Coding a custom density with discontinuities

Steven_Xu · April 13, 2019, 3:43am

Hi guys. I am fairly new to Stan, so this might be a really elementary question. Is it possible to write a custom density function that contains discontinuities and use it to model a likelihood? I have searched the forum and did not find any relevant questions.

For my problem I have checked to ensure my custom likelihood is grammatically correct in the sense that it can correctly calculate the density values of given data points when using fix parameters.
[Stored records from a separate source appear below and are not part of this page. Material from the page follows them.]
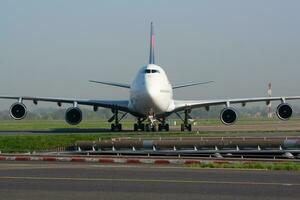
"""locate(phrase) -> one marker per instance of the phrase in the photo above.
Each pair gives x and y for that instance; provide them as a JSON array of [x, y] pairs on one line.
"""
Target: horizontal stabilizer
[[112, 84], [191, 84]]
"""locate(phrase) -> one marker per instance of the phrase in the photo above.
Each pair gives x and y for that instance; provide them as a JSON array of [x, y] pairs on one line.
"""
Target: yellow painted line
[[146, 180]]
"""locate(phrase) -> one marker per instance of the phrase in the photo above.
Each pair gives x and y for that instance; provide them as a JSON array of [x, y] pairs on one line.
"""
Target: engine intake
[[18, 111], [73, 116], [284, 111], [228, 116]]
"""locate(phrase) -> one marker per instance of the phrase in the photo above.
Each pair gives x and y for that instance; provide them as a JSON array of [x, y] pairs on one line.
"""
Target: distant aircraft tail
[[151, 57]]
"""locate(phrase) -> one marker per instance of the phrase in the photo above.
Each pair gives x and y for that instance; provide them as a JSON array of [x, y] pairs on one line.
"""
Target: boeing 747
[[151, 102]]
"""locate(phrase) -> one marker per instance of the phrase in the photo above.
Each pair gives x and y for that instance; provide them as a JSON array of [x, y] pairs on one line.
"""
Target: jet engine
[[73, 116], [284, 111], [228, 116], [18, 111]]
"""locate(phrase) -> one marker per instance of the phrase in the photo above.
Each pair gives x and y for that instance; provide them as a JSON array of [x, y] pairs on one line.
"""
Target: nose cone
[[152, 96]]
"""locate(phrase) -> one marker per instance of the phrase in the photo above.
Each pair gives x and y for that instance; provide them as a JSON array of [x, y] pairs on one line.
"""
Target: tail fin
[[151, 57]]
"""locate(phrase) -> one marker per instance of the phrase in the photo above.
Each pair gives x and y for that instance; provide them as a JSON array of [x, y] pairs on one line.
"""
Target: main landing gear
[[151, 126], [163, 126], [139, 126], [186, 125], [116, 126]]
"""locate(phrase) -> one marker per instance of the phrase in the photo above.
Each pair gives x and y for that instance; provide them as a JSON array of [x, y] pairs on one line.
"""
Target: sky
[[52, 48]]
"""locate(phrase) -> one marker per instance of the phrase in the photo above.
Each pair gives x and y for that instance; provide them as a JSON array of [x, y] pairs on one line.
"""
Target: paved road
[[36, 180]]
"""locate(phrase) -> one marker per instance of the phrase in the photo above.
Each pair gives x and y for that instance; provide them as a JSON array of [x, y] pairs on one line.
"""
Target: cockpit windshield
[[150, 71]]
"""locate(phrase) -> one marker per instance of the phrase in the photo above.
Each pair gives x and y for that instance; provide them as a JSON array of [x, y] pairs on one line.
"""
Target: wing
[[182, 104], [120, 105], [191, 84], [112, 84]]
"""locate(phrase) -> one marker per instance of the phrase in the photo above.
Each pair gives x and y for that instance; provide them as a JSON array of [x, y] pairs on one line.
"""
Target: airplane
[[150, 102]]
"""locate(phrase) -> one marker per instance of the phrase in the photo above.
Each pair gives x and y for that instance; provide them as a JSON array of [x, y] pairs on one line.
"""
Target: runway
[[36, 180]]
Now I am trying to see if I assign some parameters to be unknown and feed my density the simulated data, it can give me back the correct values of the parameters. However, when I try to run RStan it gives me the error of

Chain 1:   Rejecting initial value:
Chain 1:   Gradient evaluated at the initial value is not finite.
Chain 1:   Stan can't start sampling from this initial value.
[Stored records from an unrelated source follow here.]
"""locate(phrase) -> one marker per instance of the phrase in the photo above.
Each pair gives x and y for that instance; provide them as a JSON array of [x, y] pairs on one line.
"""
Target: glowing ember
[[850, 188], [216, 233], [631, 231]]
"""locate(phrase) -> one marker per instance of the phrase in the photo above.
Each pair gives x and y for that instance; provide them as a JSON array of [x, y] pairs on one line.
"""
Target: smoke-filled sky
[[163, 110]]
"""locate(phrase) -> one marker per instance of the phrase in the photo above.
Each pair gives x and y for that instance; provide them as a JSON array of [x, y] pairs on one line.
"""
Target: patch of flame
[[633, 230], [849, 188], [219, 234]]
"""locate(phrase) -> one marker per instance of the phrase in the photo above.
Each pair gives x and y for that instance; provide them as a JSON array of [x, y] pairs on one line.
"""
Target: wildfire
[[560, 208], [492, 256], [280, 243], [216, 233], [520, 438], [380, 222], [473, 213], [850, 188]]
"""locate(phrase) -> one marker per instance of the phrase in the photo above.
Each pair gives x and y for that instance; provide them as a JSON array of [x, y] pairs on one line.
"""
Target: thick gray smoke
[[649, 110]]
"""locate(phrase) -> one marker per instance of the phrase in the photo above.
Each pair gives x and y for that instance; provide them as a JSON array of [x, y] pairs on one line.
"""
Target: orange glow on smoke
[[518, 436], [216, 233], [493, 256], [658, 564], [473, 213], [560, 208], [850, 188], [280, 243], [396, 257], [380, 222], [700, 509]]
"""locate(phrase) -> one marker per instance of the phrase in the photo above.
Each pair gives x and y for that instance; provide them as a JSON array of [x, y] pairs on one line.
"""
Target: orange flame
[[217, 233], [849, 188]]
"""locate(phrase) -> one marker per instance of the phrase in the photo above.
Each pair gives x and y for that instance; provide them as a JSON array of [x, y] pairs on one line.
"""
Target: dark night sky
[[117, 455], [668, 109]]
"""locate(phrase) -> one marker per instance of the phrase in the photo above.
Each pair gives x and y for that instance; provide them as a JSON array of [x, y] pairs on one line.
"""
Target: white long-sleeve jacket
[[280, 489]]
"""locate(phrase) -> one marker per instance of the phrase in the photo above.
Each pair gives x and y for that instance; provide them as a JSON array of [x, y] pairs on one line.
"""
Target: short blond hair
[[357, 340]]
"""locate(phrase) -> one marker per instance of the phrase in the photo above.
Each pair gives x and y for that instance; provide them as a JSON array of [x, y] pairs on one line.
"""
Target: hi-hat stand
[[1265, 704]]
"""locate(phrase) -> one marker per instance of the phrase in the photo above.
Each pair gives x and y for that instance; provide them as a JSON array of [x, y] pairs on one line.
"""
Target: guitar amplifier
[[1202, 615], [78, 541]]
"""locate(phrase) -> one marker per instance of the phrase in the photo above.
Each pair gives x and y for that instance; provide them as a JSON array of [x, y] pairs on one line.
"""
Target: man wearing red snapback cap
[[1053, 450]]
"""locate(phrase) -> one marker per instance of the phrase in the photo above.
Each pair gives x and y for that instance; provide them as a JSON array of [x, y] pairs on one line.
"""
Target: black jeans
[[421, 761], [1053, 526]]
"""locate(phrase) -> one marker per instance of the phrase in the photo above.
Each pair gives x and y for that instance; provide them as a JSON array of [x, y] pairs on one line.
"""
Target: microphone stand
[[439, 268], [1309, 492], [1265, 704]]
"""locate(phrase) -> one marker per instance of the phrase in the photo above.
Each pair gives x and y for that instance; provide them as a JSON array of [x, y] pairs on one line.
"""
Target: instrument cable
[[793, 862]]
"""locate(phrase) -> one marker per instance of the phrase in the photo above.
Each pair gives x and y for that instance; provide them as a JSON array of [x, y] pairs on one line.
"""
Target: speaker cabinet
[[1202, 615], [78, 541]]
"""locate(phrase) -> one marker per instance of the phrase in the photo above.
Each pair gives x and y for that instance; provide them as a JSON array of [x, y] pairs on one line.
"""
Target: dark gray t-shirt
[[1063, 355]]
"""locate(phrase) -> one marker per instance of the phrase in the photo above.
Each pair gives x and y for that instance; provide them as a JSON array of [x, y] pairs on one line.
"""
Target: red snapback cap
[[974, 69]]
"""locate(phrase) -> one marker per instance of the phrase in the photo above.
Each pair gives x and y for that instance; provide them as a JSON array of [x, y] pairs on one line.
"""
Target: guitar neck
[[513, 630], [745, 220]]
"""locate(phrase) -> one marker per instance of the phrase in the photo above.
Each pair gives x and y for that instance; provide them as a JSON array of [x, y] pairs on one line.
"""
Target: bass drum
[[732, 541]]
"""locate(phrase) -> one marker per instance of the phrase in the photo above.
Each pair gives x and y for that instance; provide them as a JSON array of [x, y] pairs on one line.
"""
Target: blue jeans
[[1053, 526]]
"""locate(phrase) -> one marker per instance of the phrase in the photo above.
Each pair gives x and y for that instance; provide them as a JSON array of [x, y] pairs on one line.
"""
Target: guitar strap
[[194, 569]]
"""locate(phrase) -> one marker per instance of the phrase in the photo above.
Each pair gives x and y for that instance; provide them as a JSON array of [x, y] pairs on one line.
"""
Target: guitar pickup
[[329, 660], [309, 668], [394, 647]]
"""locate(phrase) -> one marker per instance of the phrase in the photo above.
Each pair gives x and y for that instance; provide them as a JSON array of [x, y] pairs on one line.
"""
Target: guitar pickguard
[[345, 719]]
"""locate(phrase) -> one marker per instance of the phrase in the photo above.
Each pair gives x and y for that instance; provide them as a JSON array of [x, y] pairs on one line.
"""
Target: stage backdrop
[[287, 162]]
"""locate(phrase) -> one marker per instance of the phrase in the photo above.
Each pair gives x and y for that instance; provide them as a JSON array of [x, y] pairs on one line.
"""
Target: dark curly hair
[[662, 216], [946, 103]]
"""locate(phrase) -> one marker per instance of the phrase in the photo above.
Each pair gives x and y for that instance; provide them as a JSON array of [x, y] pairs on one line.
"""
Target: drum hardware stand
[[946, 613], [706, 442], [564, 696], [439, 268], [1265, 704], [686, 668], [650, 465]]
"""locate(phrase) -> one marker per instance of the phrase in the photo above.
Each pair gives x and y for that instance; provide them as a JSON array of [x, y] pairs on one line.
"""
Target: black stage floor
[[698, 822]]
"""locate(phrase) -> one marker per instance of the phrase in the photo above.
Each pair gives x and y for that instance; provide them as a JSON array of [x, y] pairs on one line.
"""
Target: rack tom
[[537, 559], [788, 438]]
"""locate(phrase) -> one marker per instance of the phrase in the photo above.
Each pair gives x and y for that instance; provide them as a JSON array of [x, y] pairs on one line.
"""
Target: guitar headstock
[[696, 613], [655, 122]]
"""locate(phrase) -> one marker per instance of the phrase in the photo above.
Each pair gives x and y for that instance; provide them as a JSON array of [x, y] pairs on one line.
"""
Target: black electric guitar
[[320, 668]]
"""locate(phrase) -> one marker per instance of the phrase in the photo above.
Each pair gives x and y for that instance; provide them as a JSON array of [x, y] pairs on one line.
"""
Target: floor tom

I know this is probably due to the reason that my density contains discontinuities, so do I have to write my own analytical gradient function? I can paste my code if necessary. Thank you in advance for your help!

sakrejda · April 13, 2019, 2:32pm

What’s the source of discontinuities? The answer is problem dependent. By default the integrator won’t play nice with step functions, could be ok with discontinuities in the gradient sometimes, but solutions are problem specific.

Steven_Xu · April 13, 2019, 8:06pm

I am doing simultaneous quantile regression by modelling the conditional quantile function piece-wise over L intervals separated by breakpoints 0<\kappa_1<\kappa_2<...<\kappa_L =1, i.e. a fixed basis expansion that takes the form

q(\tau|\mathbf{x}_i) = \sum_{l=1}^{L}\left\{\alpha_{0l}+\alpha_{1l}x_i\right\}B_{l}(\tau)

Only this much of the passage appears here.